How to properly use Smote in Classification models - python

I am using smote to balanced the output (y) only for Model train but want to test the model with original data as it makes logic how we can test the model with smote created outputs. Please ask anything for clarification if I didn't explained it well. It's my starting on Stack overflow.
from imblearn.over_sampling import SMOTE
oversample = SMOTE()
X_sm, y_sm = oversample.fit_resample(X, y)
# Splitting Dataset into Train and Test (Smote)
from sklearn.model_selection import train_test_split
X_train, X_test, y_train, y_test = train_test_split(X_sm, y_sm,test_size=0.2,random_state=42)
Here i applied the Random Forest Classifier on my data
import math
from sklearn.metrics import accuracy_score, confusion_matrix
import seaborn as sn
import matplotlib.pyplot as plt
from sklearn.ensemble import RandomForestClassifier
from sklearn import metrics
# RF = RandomForestClassifier(n_estimators=100)
# RF.fit(X_train, y_train.values.ravel())
# y_pred = RF.predict(X)
# print(metrics.classification_report(y,y_pred))
RF = RandomForestClassifier(n_estimators=10)
RF.fit(X_train, y_train.values.ravel())
If i applied this but X also contains the data which we used for train. how we can remove the data which we already used for training the data.
y_pred = RF.predict(X)
print(metrics.classification_report(y,y_pred))
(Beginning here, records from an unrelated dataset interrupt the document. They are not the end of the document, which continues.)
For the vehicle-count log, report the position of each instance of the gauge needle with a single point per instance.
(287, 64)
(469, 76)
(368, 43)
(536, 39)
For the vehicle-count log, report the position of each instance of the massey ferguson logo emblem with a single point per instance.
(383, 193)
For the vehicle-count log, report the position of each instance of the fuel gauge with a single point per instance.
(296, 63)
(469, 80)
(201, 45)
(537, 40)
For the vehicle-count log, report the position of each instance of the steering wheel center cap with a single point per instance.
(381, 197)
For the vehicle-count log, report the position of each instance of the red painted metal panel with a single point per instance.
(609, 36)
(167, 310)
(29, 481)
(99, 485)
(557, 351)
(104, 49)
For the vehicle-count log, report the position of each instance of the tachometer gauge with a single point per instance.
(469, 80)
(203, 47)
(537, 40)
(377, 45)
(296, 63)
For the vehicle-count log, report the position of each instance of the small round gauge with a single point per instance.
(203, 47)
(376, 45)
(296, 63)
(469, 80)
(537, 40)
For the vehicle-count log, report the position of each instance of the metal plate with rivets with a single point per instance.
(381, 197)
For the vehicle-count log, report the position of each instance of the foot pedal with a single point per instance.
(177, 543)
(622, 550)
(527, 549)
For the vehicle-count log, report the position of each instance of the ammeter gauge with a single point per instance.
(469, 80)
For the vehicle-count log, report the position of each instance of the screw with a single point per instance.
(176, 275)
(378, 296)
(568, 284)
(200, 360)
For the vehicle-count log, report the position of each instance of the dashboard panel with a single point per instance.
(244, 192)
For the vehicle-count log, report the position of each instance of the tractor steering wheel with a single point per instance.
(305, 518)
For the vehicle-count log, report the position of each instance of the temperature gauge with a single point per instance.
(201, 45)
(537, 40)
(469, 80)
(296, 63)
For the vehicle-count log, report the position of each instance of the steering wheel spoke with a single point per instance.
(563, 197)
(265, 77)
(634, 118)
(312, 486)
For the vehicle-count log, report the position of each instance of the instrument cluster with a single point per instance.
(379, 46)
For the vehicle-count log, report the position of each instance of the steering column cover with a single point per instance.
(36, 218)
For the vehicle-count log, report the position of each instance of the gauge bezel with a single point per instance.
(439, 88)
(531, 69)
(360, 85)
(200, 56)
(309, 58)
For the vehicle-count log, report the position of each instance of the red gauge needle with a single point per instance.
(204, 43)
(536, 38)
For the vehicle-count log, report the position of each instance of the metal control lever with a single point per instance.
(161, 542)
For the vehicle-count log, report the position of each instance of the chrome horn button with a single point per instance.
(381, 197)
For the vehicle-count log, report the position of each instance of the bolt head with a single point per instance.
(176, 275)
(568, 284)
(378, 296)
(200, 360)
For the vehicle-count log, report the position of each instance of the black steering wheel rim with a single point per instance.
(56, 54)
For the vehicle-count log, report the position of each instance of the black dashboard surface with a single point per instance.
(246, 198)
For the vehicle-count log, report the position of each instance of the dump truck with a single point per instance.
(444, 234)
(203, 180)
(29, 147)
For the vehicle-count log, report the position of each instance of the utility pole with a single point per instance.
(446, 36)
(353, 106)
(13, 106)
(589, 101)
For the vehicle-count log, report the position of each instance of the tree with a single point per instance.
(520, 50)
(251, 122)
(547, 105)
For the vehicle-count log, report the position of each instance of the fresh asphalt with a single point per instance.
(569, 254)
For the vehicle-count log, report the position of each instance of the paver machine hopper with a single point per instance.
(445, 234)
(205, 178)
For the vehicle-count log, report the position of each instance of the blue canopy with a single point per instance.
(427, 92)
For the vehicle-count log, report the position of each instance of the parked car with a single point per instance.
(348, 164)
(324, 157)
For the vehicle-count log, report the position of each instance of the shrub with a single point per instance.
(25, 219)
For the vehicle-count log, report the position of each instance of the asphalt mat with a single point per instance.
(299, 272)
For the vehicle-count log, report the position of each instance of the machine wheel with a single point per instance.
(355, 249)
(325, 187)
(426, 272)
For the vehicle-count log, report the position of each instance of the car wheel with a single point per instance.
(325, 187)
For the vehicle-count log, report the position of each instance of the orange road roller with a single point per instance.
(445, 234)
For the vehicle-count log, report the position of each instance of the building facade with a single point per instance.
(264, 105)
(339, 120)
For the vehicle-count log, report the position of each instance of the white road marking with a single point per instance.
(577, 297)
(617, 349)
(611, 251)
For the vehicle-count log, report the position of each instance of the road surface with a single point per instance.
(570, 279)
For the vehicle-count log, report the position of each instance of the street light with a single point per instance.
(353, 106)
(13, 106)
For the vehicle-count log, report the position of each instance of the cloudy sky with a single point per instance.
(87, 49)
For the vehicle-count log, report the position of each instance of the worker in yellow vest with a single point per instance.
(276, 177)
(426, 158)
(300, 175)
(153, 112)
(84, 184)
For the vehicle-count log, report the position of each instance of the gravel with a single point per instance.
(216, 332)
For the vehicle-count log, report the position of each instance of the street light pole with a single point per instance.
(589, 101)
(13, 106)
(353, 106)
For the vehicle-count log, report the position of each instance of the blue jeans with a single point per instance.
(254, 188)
I used SMOTE in the past, it is suboptimal. Lately, researchers have proven some flaws in the generated distribution of Synthetic Minority Oversample Technique (SMOTE). I know sometimes we don't have a choice regarding the unbalanced classes, but you can use sklearn.ensemble.RandomForestClassifier, where you can define a proper class_weight to handle the unbalanced class problem.
Check scikit-learn documentation:
Scikit-documentation

I agree with razimbres about using class_weight.
Another option for you would be to split the dataset into train and test first. Then, keep the test set aside. Use only the training set from here on:
X_sm, y_sm = oversample.fit_resample(X_train, y_train)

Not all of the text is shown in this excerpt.